8. Sean Sherk (33-3-1)
Another fighter with a respectable resume in two divisions, Sherk seemed poised to reign over the young and vibrant UFC 155-pound class -- until he tested positive for nandrolone metabolite, thrusting him into a fight he has been embroiled in for the past three-and-a-half months. The chips are stacked against "The Muscle Shark" in his formal appeal later this month. If Sherk is suspended, the dynamic lightweight division and the rest of MMA will move on without him.
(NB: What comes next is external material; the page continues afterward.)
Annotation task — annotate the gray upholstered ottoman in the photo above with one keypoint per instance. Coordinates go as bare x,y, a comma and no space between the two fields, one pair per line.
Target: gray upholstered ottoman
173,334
9. Norifumi Yamamoto (16-1-0, 1 NC)
After establishing himself as a top featherweight, "Kid" jumped to K-1 three years ago and moved up to lightweight for payday purposes. Along the way, he happened to become a superstar in Japan, where he picked up some solid wins. Now, after his failed bid to qualify for the 2008 Beijing Games, Yamamoto is back in MMA. With Fight Entertainment Group looking to create a featherweight division with Yamamoto in mind, the future would seem bright for the 30-year-old fighter, who might finally realize his incredible potential against some of the division's top competitors.
10. Randy Couture (16-8-0)
It was a team effort for "The Natural" to fill the final spot. Couture disciple Forrest Griffin completed the enormous task of knocking off high-standing pound-for-pounder Mauricio "Shogun" Rua in the Brazilian's UFC debut. As a result, Couture's two fantastic wins over Gabriel Gonzaga and Tim Sylvia see him slide in the back door of the list. At 44, Couture doesn't have much time to climb the pound-for-pound ranks. However, the MMA icon could rocket up the ladder with an epic bout against Emelianenko. His fighting status is in limbo, though, and he might never get that opportunity.